Des souvenirs personnels effectivement, même si je ne crois pas à l'autobiographie. On prend des morceaux de sa vie, on les assemble puis on les dépasse pour en faire un film, et il me semble important que l'on ne sente pas l'auteur qui se cache derrière le scénario, derrière la caméra. J'ai traversé une situation assez conflictuelle avec mon frère et ma mère, lorsqu'il a fallu aborder la question de la vente de notre maison familiale, mais nous avons finalement réussi à régler le problème assez calmement. Quand je me suis retrouvé dans la position de pouvoir décider à la place de ma mère, je me suis senti très mal à l'aise, c'était un pouvoir que je ne désirais surtout pas avoir, que je jugeais indécent.
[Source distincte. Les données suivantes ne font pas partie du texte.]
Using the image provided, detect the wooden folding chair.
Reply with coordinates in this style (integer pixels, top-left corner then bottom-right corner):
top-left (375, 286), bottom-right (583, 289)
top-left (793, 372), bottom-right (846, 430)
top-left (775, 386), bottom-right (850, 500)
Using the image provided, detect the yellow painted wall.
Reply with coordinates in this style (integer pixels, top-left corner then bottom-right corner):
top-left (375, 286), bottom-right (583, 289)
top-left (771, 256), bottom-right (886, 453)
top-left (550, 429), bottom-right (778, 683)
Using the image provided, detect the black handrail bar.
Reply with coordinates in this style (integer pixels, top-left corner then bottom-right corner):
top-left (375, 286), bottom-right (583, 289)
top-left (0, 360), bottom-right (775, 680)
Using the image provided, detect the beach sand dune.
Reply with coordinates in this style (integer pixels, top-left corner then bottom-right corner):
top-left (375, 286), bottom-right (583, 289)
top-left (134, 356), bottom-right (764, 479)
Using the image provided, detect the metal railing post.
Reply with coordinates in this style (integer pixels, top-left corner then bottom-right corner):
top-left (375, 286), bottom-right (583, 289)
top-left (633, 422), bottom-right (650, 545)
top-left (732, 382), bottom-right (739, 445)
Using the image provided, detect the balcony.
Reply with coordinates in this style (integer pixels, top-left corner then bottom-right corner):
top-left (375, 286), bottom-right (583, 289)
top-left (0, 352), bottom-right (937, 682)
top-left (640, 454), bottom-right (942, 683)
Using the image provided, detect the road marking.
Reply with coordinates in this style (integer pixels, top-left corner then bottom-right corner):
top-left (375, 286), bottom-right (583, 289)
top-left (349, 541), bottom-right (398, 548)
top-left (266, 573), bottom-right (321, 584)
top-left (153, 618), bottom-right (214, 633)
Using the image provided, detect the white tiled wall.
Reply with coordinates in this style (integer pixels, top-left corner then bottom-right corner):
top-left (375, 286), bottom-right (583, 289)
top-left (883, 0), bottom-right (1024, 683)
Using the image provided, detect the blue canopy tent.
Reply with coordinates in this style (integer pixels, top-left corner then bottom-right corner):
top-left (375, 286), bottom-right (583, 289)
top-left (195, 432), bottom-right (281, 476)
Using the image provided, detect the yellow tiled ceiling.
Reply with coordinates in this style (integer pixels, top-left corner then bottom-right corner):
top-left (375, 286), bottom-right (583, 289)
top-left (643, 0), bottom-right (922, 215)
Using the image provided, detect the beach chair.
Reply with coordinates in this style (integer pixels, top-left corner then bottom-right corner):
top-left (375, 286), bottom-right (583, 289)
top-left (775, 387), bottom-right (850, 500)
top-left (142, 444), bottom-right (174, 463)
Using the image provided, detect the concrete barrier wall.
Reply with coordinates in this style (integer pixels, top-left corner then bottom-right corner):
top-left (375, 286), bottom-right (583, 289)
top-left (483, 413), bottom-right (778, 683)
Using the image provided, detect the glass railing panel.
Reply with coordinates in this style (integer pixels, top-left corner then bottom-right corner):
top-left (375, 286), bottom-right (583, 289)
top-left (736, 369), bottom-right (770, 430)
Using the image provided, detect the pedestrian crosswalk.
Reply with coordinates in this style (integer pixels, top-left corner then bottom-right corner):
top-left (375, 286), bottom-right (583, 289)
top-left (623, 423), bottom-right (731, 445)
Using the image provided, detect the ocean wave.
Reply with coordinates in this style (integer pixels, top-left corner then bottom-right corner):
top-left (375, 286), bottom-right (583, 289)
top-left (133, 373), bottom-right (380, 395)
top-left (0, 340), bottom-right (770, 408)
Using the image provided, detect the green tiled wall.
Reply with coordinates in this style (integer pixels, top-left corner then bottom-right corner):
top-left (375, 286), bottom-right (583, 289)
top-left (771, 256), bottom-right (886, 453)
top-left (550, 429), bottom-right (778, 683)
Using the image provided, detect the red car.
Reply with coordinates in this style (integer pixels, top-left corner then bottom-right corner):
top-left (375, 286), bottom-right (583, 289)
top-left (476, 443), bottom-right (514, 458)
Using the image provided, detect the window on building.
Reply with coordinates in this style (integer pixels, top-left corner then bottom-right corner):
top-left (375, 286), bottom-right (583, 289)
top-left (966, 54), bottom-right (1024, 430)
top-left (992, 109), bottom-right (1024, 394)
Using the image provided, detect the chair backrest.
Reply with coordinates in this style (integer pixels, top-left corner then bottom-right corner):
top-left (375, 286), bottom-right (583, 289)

J'espère que les spectateurs se retrouveront dans ce film, que j'ai voulu pudique afin que l'inconscient de l'oeuvre rentre en connexion directe avec l'inconscient du spectateur. J'aime ce métier car on prend le risque de partager des émotions, une réflexion avec le public. C'est un jeu en fait. Quand j'étais plus jeune, j'étais assez renfermé et je me souviens que je le moment où nous parlions le plus à la maison, c'était pendant le film du lundi soir à la télévision. Nous commentions le film et, au travers du sujet traité, nous abordions parfois des problèmes qui nous concernaient. C'est pour cette raison que j'ai eu envie de faire ce métier.
Vous filmez souvent vos personnages lorsqu'ils sont à table, des séquences souvent assez conflictuelles, des instants sur lesquels les échanges se cristallisent pour vous ?
Nue Propriété est une histoire banale et je ne voulais pas en faire un film trop psychologique. J'ai beaucoup réfléchi à la manière d'éviter cet écueil, et je trouvais que montrer des gens en train de manger en dévoilait beaucoup plus sur eux que les dialogues. Je ne pense pas qu'il faille forcément communiquer pour mieux vivre. Les problématiques de la vie sont beaucoup plus complexes. Aujourd'hui nous sommes dans une période de communication et je pense qu'on en dit souvent trop.

Ces scènes de repas vous ont-elles permis également de scander votre mise en scène ?
Oui, car c'est un lieu de rassemblement. Cette femme est martyrisée par ses enfants. Mais, en même temps, c'est elle qui les a élevés. J'entends beaucoup de parents se demander ce qu'ils ont pu faire pour avoir des enfants pareils, finalement c'est une très bonne question, mais pas forcément dans le sens où eux l'entendent. J'aimerais que les spectateurs sortent du film en se demandant ce qu'il a manqué à cette famille pour que tout se passe bien. Ils pourront peut-être en tirer certaines conclusions pour eux-mêmes.